WHAT IS IT WITH DOCTORS AND WANTING TO WAIT ALL THE DAMN TIME?!

We left, and I felt defeated. A few days go by, and I just couldn’t take it anymore. We were going to get a second opinion. The wonderful office staff of Dr Seitter sent in a referral to see a doctor at PCH (the previous ENT was the first doctor we’ve seen that was not at PCH.) They call me within an hour of the referral being sent over, and inform me that the first available appoint was in 3 months, the day AFTER our follow up visit with the ENT. So much for a second opinion… A few more days go by, and I still am not sitting well with the fact that Tristan can’t hear, and we have to wait, just to even see what our options are. It’s not like we are waiting for his hearing aids to be made, or surgery to be scheduled. We haven’t even gotten that far! I did some more digging, and found another ENT that was 40 minutes away. He had wonderful reviews on all the medical reviewing websites, so I felt pretty confident it would be a good experience.

We show up to the appointment and are taken back almost immediately. The nurse was so friendly and we didn’t wait long for the doctor to come in. The first thing he does, before even shaking my hand, was greet Tristan and give him a high five.
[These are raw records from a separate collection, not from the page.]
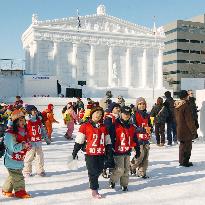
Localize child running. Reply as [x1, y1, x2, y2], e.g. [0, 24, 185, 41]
[2, 110, 31, 198]
[72, 107, 112, 199]
[131, 97, 152, 179]
[23, 105, 51, 177]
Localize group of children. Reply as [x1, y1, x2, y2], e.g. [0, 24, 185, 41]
[1, 103, 57, 198]
[72, 97, 152, 199]
[2, 97, 152, 199]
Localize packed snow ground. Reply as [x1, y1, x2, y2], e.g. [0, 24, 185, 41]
[0, 106, 205, 205]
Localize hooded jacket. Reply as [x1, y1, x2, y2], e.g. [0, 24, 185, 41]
[174, 100, 197, 141]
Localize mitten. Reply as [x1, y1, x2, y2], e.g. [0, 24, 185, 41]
[46, 139, 51, 145]
[135, 147, 141, 159]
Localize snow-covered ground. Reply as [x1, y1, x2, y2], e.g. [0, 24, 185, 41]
[0, 106, 205, 205]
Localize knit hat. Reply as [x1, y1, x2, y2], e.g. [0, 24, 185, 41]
[11, 110, 25, 121]
[48, 104, 53, 110]
[136, 97, 146, 105]
[26, 105, 38, 113]
[179, 90, 189, 99]
[164, 91, 172, 98]
[107, 102, 120, 112]
[121, 106, 132, 115]
[90, 106, 104, 118]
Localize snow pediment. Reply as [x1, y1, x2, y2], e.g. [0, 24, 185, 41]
[37, 14, 159, 36]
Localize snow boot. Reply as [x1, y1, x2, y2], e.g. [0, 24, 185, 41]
[15, 189, 31, 199]
[38, 172, 46, 177]
[92, 190, 102, 199]
[109, 180, 115, 189]
[121, 186, 128, 191]
[2, 190, 14, 197]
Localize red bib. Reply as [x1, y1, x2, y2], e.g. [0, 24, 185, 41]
[115, 123, 135, 154]
[79, 123, 108, 155]
[136, 112, 150, 141]
[8, 131, 28, 161]
[27, 119, 42, 142]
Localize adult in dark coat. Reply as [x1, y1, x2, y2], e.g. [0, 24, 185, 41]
[150, 97, 169, 146]
[175, 90, 197, 167]
[164, 91, 177, 146]
[188, 90, 199, 129]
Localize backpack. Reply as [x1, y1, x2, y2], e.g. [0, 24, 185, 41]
[41, 111, 48, 122]
[0, 136, 6, 158]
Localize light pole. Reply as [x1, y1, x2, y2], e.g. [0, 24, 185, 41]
[152, 16, 157, 100]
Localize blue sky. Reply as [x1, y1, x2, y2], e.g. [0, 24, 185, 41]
[0, 0, 205, 59]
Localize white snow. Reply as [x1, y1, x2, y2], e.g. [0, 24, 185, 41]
[0, 107, 205, 205]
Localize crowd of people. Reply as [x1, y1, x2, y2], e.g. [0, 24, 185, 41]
[0, 90, 199, 199]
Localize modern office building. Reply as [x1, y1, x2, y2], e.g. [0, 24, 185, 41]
[163, 14, 205, 96]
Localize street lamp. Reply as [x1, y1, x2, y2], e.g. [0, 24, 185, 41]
[152, 16, 157, 100]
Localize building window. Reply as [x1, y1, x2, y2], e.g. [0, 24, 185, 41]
[164, 39, 189, 45]
[190, 40, 200, 43]
[163, 49, 189, 55]
[170, 80, 181, 85]
[163, 60, 189, 65]
[190, 61, 200, 64]
[190, 50, 200, 54]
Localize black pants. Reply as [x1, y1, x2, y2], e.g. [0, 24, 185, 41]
[155, 123, 165, 144]
[85, 155, 104, 190]
[179, 140, 192, 164]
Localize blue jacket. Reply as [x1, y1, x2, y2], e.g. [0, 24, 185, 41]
[4, 129, 25, 169]
[26, 115, 50, 148]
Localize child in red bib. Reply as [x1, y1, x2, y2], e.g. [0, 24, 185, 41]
[130, 97, 152, 179]
[72, 107, 112, 199]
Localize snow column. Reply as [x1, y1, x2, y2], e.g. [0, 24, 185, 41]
[53, 42, 60, 79]
[72, 44, 78, 85]
[157, 49, 163, 88]
[141, 49, 147, 88]
[30, 41, 38, 74]
[25, 46, 32, 74]
[125, 48, 131, 88]
[108, 47, 113, 87]
[89, 45, 95, 86]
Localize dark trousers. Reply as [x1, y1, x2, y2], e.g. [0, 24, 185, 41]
[155, 123, 165, 144]
[167, 121, 177, 143]
[85, 155, 104, 190]
[179, 140, 192, 164]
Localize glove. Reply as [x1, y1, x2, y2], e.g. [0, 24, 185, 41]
[72, 153, 78, 160]
[23, 142, 32, 150]
[46, 139, 51, 145]
[193, 134, 199, 140]
[105, 158, 115, 169]
[135, 147, 141, 159]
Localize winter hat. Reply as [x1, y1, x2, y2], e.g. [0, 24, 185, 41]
[11, 110, 25, 121]
[130, 104, 135, 109]
[7, 105, 13, 110]
[164, 91, 172, 98]
[136, 97, 146, 105]
[87, 104, 93, 109]
[179, 90, 189, 100]
[90, 106, 104, 118]
[48, 104, 53, 110]
[26, 105, 38, 113]
[121, 106, 132, 115]
[107, 102, 120, 112]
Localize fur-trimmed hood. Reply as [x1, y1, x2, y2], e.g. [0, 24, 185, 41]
[174, 100, 186, 109]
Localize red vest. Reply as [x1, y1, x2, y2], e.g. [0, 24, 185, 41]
[104, 113, 116, 124]
[78, 111, 85, 119]
[27, 118, 42, 142]
[79, 123, 108, 155]
[8, 131, 28, 161]
[115, 123, 136, 154]
[135, 112, 150, 141]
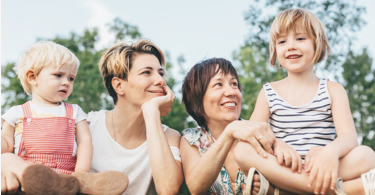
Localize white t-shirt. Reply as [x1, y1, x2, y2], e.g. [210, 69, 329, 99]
[1, 101, 87, 156]
[88, 110, 180, 195]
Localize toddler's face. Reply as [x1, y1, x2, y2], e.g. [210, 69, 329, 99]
[276, 30, 315, 72]
[32, 66, 77, 104]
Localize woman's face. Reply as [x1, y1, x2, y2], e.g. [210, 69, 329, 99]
[203, 72, 242, 124]
[124, 54, 165, 106]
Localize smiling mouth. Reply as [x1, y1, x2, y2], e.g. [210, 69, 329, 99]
[286, 55, 302, 59]
[222, 102, 237, 107]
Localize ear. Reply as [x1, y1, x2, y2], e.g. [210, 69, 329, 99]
[112, 77, 126, 96]
[26, 69, 38, 85]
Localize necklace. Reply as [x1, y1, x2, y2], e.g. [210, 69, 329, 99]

It was so heartwarming to have someone treat Tristan so wonderfully after having a not so pleasant experience previously. He explained E-VER-Y-THING about every test we did, the different options, and how this is happening. After completing two tests, he passed one and failed another. The doctor ordered some more in-depth tests to measure Tristan’s brain activity when certain frequencies are played.
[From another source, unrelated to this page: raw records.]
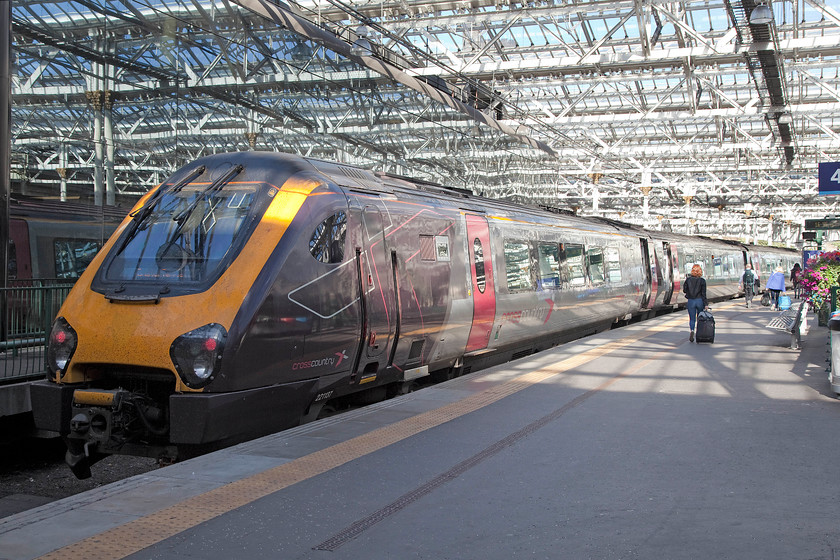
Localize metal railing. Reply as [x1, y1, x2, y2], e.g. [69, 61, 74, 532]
[0, 280, 73, 383]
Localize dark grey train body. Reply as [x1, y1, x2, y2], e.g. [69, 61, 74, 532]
[27, 152, 795, 476]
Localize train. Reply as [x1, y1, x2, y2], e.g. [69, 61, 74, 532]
[26, 152, 797, 478]
[7, 196, 128, 286]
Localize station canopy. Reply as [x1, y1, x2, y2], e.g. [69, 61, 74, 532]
[12, 0, 840, 244]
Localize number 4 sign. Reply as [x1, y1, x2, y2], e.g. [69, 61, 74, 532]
[819, 162, 840, 194]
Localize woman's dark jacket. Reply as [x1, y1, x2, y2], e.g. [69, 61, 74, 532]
[683, 276, 709, 307]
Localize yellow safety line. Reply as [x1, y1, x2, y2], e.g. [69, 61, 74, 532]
[41, 316, 687, 560]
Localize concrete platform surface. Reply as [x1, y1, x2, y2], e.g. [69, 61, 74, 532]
[0, 301, 840, 560]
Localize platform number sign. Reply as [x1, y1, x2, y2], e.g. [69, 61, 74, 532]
[819, 162, 840, 194]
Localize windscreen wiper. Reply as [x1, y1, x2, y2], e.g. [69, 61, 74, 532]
[117, 165, 207, 253]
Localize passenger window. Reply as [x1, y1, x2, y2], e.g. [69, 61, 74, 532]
[606, 249, 621, 283]
[505, 240, 534, 292]
[685, 253, 697, 277]
[563, 243, 586, 286]
[420, 235, 436, 261]
[473, 237, 487, 294]
[537, 243, 560, 288]
[586, 247, 604, 284]
[309, 212, 347, 264]
[53, 239, 99, 279]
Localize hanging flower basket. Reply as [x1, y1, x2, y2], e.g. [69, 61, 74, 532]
[802, 251, 840, 324]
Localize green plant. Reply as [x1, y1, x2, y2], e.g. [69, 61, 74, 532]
[802, 251, 840, 309]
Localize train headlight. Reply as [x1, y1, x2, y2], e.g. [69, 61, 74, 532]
[47, 317, 79, 377]
[169, 323, 227, 389]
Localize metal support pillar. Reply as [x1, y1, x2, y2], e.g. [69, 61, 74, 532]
[102, 90, 116, 206]
[0, 1, 12, 296]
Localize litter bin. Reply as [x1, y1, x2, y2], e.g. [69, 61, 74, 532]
[828, 311, 840, 396]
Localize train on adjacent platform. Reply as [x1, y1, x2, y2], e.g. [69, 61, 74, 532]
[7, 197, 127, 286]
[26, 152, 797, 477]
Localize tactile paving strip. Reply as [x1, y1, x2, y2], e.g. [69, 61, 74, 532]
[36, 316, 686, 560]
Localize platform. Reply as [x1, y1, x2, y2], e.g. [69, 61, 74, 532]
[0, 300, 840, 560]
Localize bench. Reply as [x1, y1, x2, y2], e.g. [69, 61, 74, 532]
[767, 301, 808, 350]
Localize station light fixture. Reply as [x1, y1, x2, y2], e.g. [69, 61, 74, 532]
[750, 2, 773, 25]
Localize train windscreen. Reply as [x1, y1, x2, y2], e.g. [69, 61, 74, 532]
[102, 183, 265, 284]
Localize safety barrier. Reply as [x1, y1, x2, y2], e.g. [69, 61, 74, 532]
[0, 280, 73, 383]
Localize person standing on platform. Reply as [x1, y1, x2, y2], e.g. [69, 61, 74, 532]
[790, 263, 802, 297]
[738, 263, 756, 309]
[765, 266, 785, 311]
[683, 264, 709, 342]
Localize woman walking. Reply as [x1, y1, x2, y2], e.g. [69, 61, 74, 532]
[766, 266, 785, 311]
[790, 263, 802, 298]
[683, 264, 708, 342]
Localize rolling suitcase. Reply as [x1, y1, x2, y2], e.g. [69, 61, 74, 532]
[694, 310, 715, 343]
[779, 295, 791, 311]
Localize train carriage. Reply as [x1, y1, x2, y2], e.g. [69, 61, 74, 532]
[31, 152, 796, 477]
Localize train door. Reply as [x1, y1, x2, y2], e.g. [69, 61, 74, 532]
[465, 214, 496, 352]
[662, 241, 679, 304]
[8, 219, 32, 280]
[639, 238, 657, 309]
[356, 205, 397, 374]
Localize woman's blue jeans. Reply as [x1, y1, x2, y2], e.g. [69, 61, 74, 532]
[685, 298, 706, 331]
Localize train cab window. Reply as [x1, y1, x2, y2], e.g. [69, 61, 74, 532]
[53, 239, 99, 279]
[586, 247, 604, 284]
[473, 237, 487, 294]
[505, 239, 534, 292]
[537, 243, 560, 289]
[309, 212, 347, 264]
[99, 182, 268, 286]
[605, 249, 621, 283]
[563, 243, 586, 286]
[6, 239, 17, 280]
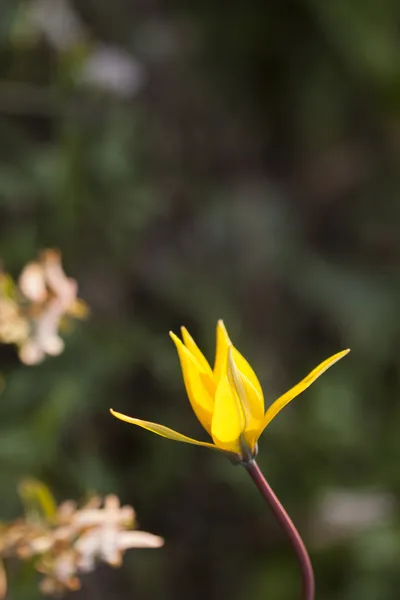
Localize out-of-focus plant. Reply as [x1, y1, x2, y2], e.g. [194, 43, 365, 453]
[0, 249, 88, 365]
[0, 479, 164, 598]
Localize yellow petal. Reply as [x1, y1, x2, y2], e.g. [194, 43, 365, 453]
[214, 320, 264, 402]
[181, 327, 212, 376]
[211, 374, 242, 454]
[214, 319, 232, 384]
[227, 346, 264, 429]
[260, 348, 350, 434]
[169, 331, 215, 433]
[227, 346, 264, 452]
[232, 346, 264, 413]
[110, 408, 217, 450]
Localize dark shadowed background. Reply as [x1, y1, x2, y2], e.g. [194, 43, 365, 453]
[0, 0, 400, 600]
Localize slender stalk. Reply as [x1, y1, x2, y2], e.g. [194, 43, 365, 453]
[244, 460, 315, 600]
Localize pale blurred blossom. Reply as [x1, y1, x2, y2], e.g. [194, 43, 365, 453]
[0, 488, 164, 595]
[0, 249, 88, 365]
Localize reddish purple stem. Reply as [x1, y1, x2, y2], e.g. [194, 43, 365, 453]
[244, 460, 315, 600]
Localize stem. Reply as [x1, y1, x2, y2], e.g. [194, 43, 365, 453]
[244, 460, 315, 600]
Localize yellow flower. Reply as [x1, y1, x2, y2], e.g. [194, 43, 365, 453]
[111, 321, 349, 462]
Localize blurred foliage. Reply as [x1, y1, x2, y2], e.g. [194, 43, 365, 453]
[0, 479, 163, 600]
[0, 0, 400, 600]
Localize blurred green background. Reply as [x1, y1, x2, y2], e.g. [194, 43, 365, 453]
[0, 0, 400, 600]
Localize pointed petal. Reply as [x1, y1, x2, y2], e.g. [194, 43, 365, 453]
[110, 408, 217, 450]
[214, 319, 264, 401]
[211, 374, 242, 454]
[260, 349, 350, 434]
[228, 346, 264, 452]
[232, 346, 264, 400]
[169, 331, 215, 433]
[181, 327, 212, 376]
[214, 319, 232, 384]
[227, 346, 264, 429]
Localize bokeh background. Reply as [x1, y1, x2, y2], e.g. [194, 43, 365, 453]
[0, 0, 400, 600]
We’ve made it to mile marker 12!!!

2 days later, we meet with a new neurologist who came very highly recommended by Tristan’s geneticist. He is specialized in neuromuscular disorders and, according to the Geneticist, has many patients like Tristan. Dr. Bernes was an interesting person. He is rather old and doesn’t complete all of his sentences before starting new sentences. He was so fascinated with Tristan, though. He was interested in how little muscle mass he has, and how no matter what angle he whacked Tristan’s knee with the “knee whacker” (it’s a knee whacker Vern, A KNEE WHACKER!!! (name that movie)) there was no reaction. We had a nice long conversation about everything and made a new plan. When he found out that Tristan would be sedated for his ABR (audiology exam), he ordered an MRI, EMG, and NCV tests. The MRI will be able to show if there are any differences in Tristan’s brain growth from his last MRI. The EMG and NCV tests measure how your muscles and nerves work together, if at all. These, hopefully, will lead us to a diagnosis that will help us prepare better for Tristan’s life to come. Unfortunately, you guessed it, we’ll be waiting a while to even get these tests done. It’s not easy to schedule 3 different tests, performed by 3 different people, in 2 different departments. So, we wait.

In the meantime, to help with insurance purposes and getting Tristan into school, Dr. Bernes diagnosed Tristan with Cerebral Palsy. He said this isn’t a concrete diagnosis, and it is only temporary (until we find something better), but it is as close as we can get to some kind of diagnosis.

So, this is where we are. August 24, 2018. Waiting at mile 12.